El Pro vuelve a tocar una fibra sensible que conecta con su electorado como una suerte de “ejército de los tranquilos”, deseosos de normalización, aunque algo exagerados en sus pasiones cuando se les escapa el racismo, la humillación de clase o incluso un linchamiento en el trayecto de que va de la casa al trabajo o del trabajo a la casa. La calle aun murmura, responde solo parcialmente, ¿se prepara? El primer paro nacional durante este gobierno llegó pronto y revolvió las dudas, fue importante, pero ¿fue efectivo? ¿Lo fueron todas las nevcesarias manifestaciones posteriores?
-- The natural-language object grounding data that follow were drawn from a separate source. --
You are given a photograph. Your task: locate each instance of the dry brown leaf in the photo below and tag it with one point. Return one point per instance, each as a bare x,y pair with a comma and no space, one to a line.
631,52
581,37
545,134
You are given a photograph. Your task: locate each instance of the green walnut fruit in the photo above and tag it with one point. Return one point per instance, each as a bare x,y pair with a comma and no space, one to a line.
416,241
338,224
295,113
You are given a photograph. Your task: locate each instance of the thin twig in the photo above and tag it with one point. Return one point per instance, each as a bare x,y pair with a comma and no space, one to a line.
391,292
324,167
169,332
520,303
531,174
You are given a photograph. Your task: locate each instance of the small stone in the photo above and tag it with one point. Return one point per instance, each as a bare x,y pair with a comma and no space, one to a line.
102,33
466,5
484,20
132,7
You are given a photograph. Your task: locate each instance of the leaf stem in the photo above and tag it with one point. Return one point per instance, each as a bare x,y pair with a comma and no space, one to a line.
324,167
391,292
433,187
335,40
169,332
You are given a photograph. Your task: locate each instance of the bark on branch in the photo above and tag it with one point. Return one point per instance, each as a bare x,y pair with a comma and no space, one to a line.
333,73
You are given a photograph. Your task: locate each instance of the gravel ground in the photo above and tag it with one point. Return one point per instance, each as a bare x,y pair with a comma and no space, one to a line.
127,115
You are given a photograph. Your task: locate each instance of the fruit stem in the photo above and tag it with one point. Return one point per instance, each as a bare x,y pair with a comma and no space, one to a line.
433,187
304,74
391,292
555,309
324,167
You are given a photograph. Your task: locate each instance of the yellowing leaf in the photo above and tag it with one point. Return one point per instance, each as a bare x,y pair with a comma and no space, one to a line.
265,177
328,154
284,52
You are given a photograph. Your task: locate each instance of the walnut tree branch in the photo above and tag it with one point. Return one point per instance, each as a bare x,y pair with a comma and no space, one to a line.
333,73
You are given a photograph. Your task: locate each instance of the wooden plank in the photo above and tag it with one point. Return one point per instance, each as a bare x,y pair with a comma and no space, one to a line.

Más allá de las cuentas y conjeturas, más allá de las enormes diferencias históricas, se oyó, como ocurriera en las jornadas de diciembre de 2001 ante el decreto de Estado de Sitio, tal vez más por un nuevo instinto político que por obra de un legado histórico, “el Protocolo se lo meten en el culo”…
Abril de 2016
Posdata a diciembre de 2017
Tras la disposición legal bajo la forma de un Protocolo de Seguridad, el gobierno avanzó en el plano performativo, es decir, complementó de facto lo que había sido anunciado de derecho. Esta situación deja ver que el sobreestimado Estado de Derecho no se contrapone a la dimensión de un poder fáctico, por el contrario, asistimos a la perfecta complementariedad entre la promulgación de una ley y la actuación de hecho en términos de fuerza policial y militar. La desaparición forzada seguida de muerte de Santiago Maldonado y el asesinato por la espalda a manos de la Prefectura de Rafael Nahuel recogen diversas genealogías y nos interpelan a futuro. A las genealogías referidas a la tradición represiva dictatorial, por un lado, y a los crímenes de Estado durante los últimos 34 años de democracia, por otro, habría que añadir los antecedentes de estos dos años de gobieno Pro, con abusos de todo tipo repartidos entre Gendarmería, Policía Federal, Prefectura y Policía de la Ciudad. Las muertes de Maldonado y Nahuel a manos del Estado se completaron con toda una gestualidad del “orden”a cargo de la ministra Bullrich, el presidente de la nación, los medios de comunicación cómplices y la cloaca virtual. Es decir, performatividad al palo. ¿Cómo nos interpela esta situación de cara a los años que vienen? Tenemos el desafío de volver a preguntarnos “¿qué hacer?” en condiciones casi opuestas a las que motivaron la interrogación leninista. Hoy la vanguardia es empresaria, las masas atomizadas se debaten en la dispersión –no son masas– y lo que el último proceso político tuvo de reparatorio se hunde en las arenas movedizas de una impugnación generalizada junto al desprestigio de no pocos dirigentes. Quisiéramos contar al menos con la imagen de un estallido venidero, pero hoy la crisis nos antecede y se entremezcla con nuestro sistema nervioso. La crisis somos nosotros. Necesitamos otras imágenes, una imaginación política para actuar en y desde la dispersión.
[1] Los nuevos paradigmas del Ministerio de Seguridad y el consenso federal, Ministerio de Seguridad de la Nación, 2011.
[2] Ariel Pennisi, “Un giro del 54%”, de próxima publicación en Revista Lugar Comum (Brasil).
[3] Durante 2014 organizamos un libro publicado en 2015. donde se releva y reflexiona la escalada de linchamientos y sus usos y abusos virtuales y mediáticos: Linchamientos. La policía que llevamos dentro (colectivo / Ariel Pennisi y Adrián Cangi ed.), Buenos Aires: ed. Quadrata – Pie de los Hechos, 2015.
[4] Recomendamos la lectura del libro de Pablo Hupert, El Estado posnacional. Más allá de kirchnerismo y antikirchnerismo, Buenos Aires: ed- Quadrata – Pie de los Hechos, 201; y los trabajos de Ignacio Lewkowicz, fundamentales como cambio de paradigma historiográfico.